История искусства свидетельствует
о постоянном стремлении передовых деятелей искусства ко все большему приближению
к жизни.
Огромных успехов на этом
пути достигли великие реалисты прошлого столетия. Критический реализм Бальзака
и Льва Толстого, Гоголя и Островского, Мопассана и Чехова казался вершиной
возможных достижений в области реалистического искусства.
Однако искусство
социалистического реализма выдвинуло задачу еще более глубокого, более полного
и разностороннего отражения жизни в ее прогрессивном революционном развитии. От
художника потребовалось умение раскрывать законы жизни, показывать каждое
явление в его обусловленности закономерными процессами общественного развития,
в сегодняшнем дне видеть и раскрывать завтрашний и таким образом заглядывать в
будущее.
Но едва ли художник,
который захочет отразить жизнь во всем богатстве ее противоречий, во всем
многообразии ее красок и проявлений, сможет втиснуть ее в узкие границы
«чистого» жанра, уложить на прокрустово ложе условных эстетических канонов.
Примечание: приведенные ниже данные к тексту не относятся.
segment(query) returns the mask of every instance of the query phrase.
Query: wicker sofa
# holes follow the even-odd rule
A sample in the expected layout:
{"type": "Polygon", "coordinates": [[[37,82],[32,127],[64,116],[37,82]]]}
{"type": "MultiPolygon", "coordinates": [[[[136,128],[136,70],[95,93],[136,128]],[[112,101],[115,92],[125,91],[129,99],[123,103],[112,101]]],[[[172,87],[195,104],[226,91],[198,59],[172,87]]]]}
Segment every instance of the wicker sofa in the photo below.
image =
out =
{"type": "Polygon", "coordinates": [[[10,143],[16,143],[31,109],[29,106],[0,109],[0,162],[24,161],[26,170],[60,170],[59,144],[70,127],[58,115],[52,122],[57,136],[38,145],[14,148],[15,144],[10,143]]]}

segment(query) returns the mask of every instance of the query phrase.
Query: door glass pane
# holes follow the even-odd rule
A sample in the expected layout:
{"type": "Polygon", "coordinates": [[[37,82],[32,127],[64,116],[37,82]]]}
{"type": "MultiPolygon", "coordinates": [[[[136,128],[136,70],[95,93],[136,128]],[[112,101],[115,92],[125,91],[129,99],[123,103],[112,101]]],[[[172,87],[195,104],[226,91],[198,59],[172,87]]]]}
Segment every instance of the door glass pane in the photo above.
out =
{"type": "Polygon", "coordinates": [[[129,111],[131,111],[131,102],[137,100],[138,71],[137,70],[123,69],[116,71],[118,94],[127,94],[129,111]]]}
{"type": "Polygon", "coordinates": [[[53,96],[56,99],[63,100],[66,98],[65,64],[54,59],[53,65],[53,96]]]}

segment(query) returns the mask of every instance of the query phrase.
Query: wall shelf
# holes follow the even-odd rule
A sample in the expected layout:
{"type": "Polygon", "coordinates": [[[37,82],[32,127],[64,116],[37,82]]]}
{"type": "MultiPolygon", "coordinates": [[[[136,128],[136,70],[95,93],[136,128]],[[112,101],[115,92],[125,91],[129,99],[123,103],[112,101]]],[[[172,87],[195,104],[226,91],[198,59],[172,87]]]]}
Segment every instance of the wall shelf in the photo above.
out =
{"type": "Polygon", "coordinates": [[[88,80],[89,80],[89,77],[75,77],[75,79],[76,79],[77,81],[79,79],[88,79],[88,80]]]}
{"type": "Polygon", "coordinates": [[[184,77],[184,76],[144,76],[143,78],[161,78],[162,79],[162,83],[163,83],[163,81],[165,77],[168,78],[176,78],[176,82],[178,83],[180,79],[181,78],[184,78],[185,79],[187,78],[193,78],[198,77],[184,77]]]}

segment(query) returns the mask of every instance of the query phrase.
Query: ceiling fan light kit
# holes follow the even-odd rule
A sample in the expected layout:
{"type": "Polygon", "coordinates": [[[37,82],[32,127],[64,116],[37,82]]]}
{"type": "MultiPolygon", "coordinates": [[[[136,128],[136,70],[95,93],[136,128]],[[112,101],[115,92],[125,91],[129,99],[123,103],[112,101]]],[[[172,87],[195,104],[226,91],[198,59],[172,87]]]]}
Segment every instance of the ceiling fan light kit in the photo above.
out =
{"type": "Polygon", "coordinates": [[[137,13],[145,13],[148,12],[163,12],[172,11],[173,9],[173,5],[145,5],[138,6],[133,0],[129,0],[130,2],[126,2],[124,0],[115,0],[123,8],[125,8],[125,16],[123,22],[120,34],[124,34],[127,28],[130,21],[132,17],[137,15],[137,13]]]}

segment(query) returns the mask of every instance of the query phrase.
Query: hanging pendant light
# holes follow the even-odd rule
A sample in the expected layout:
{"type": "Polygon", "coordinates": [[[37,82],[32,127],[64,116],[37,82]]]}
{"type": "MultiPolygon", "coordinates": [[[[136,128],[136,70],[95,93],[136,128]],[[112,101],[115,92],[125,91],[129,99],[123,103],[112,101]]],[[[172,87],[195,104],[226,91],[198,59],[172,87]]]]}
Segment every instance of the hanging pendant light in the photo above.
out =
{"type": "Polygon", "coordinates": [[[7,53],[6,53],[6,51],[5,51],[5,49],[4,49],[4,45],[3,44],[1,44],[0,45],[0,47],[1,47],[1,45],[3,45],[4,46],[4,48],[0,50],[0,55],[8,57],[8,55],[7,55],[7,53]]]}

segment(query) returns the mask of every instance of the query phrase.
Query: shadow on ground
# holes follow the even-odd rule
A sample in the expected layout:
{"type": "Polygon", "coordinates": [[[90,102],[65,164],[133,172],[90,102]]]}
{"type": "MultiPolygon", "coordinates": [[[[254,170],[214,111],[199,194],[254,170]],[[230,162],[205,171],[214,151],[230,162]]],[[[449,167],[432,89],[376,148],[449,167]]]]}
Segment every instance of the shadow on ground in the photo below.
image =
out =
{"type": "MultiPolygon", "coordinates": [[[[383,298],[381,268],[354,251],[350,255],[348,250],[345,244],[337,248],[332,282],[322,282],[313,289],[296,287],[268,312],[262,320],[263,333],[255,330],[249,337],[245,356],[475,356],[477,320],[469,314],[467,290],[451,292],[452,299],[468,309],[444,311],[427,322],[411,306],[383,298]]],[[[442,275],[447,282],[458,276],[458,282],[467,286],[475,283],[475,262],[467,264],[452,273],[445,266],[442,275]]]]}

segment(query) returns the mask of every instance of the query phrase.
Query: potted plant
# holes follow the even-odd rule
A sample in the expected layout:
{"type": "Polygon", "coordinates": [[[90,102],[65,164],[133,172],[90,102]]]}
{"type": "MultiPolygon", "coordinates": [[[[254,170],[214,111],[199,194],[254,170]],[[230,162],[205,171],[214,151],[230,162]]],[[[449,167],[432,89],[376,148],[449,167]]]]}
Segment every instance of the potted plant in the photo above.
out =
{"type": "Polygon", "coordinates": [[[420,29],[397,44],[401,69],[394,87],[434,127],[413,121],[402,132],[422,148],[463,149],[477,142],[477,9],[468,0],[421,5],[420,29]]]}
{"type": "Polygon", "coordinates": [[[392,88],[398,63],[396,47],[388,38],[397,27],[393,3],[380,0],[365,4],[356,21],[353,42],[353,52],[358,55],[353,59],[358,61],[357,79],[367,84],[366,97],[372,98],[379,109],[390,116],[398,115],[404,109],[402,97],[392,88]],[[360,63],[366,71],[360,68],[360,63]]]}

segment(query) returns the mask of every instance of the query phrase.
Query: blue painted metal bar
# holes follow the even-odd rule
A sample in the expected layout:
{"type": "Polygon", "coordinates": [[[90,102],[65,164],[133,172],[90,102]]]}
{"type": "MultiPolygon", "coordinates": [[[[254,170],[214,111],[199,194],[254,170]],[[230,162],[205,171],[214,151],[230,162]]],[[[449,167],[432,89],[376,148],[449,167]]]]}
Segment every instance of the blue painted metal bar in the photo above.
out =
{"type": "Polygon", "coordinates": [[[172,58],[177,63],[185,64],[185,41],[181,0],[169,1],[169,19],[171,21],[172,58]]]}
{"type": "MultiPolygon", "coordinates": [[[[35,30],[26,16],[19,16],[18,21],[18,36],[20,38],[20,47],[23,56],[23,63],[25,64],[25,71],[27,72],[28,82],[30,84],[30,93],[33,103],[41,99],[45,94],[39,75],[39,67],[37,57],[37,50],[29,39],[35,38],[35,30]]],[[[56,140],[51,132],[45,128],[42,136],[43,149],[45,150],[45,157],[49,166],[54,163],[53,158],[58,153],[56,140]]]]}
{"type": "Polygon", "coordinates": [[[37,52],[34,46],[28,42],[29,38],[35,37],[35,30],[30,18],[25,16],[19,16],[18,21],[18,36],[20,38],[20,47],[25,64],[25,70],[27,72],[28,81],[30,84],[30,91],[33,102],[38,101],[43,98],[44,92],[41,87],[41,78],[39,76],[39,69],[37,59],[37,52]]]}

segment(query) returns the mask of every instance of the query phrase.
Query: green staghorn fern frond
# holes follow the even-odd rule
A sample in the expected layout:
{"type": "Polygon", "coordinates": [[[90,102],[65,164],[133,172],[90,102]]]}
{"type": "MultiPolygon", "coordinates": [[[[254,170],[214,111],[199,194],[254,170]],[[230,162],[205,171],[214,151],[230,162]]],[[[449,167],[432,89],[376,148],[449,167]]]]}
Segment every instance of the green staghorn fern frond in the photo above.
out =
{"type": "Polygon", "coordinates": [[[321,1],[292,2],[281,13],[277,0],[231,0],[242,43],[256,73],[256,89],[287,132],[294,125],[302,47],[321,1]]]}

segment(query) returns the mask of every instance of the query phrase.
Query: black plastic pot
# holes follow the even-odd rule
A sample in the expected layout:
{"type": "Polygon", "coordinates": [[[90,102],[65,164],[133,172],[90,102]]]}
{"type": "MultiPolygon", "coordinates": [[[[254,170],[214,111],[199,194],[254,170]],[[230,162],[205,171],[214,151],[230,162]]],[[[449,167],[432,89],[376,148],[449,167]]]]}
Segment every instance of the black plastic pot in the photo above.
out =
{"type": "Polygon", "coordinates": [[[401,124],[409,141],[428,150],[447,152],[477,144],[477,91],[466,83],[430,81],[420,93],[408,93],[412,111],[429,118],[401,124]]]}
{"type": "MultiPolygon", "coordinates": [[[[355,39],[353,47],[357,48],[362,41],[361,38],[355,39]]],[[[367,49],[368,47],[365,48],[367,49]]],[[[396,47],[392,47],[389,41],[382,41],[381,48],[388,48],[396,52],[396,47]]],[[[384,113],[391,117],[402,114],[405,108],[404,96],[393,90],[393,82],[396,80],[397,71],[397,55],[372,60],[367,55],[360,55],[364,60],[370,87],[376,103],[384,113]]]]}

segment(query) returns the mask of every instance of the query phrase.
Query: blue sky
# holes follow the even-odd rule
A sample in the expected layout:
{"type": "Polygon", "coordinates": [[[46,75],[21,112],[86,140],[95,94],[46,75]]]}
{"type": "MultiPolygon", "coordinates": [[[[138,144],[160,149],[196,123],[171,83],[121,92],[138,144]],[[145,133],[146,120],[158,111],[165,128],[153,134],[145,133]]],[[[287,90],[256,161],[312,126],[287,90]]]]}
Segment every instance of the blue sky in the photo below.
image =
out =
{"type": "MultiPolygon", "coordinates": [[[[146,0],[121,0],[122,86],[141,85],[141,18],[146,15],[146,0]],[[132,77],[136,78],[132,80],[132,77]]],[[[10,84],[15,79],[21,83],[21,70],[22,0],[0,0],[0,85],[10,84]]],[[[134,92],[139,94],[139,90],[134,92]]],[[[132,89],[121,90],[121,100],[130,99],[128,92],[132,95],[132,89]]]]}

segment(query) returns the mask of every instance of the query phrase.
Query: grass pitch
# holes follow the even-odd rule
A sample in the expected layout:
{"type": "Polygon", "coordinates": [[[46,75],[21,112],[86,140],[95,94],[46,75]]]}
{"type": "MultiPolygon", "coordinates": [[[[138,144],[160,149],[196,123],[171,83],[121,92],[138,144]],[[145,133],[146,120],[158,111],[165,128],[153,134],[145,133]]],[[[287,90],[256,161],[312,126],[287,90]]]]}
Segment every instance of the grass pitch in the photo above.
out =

Только ломая омертвевшие каноны и преодолевая устаревшие традиции, можно
достигнуть максимального приближения к жизни, в которой смешное переплетается с
серьезным, низменное с возвышенным, ужасное с трогательным, ничтожное с великим
и потрясающим.
Ошибочно думать, что
содержание искусству дает жизнь, а форма диктуется имманентными, из природы
самого искусства проистекающими законами. Это пагубное заблуждение! Все элементы
художественной формы вместе с содержанием даются жизнью и эволюционируют вместе
с ней. Старое представление о сюжете, о драматической интриге, о сценическом
действии и т. п. ломается, потому что жизнь поставляет такие сюжеты и
драматические конфликты, о возможности которых раньше никто не подозревал.
Важно при этом отметить,
что социалистический реализм корнями своими уходит в великолепное прошлое
русского национального искусства, которое никогда не связывало себя внешними
формальными условностями и эстетическими канонами.
Не случайно Пушкин в
качестве образца, заслуживающего подражания, объявил именно Шекспира, умевшего
в пределах одной пьесы сочетать «высокое» и «низкое», смешное и трагичное. Или
вспомним, например, Чехова. Большую часть своих пьес он с удивительной
настойчивостью, не желая слушать никаких возражений, называл комедиями. Но
сколько в этих «комедиях» лирики, грусти, печали, а подчас и самых трагических
нот! Или, например, пьесы Горького. Какое в них сложное сплетение жанров, как
часто здесь смешное переходит в трагическое и наоборот!
Или возьмем, например,
водевиль. Выступая в этом жанре, многие знаменитые русские актеры не испытывали
полного удовлетворения, если им не удавалось вместе со смехом вызвать и слезы
на глазах зрителя. Это своеобразная черта именно русского национального
театра. Заставить зрителя смеяться в трагедии и плакать в водевиле — это
драгоценная способность русского актера и русской драматургии. Меньше всего им
свойственна чистота жанра, столь характерная, например, для французского
театра.
Но каким бы ни был жанр
пьесы — простым или сложным, — режиссер обязан реализовать в спектакле все ее
жанровые особенности. А для этого он сам должен глубоко и искренне пережить
все отношения, все чувства автора к предмету изображения: его любовь и
ненависть, его боль и презрение, его восторг и нежность, его гнев и
негодование, его насмешку и печаль.
Форма призвана выражать
содержание и, следовательно, определяется богатством и всеми особенностями
содержания, но складывается она всегда под воздействием эмоционального отношения
художника к объекту изображения. А это отношение, уже было сказано, определяет
жанр произведения.
Только глубоко и страстно
переживаемое режиссером отношение к изображаемому способно обеспечить остроту,
яркость и выразительность формы. Равнодушное отношение к жизни рождает или
бледную, жалкую натуралистическую форму внешнего подражания жизни, или
формалистическое кривлянье и всевозможные выверты.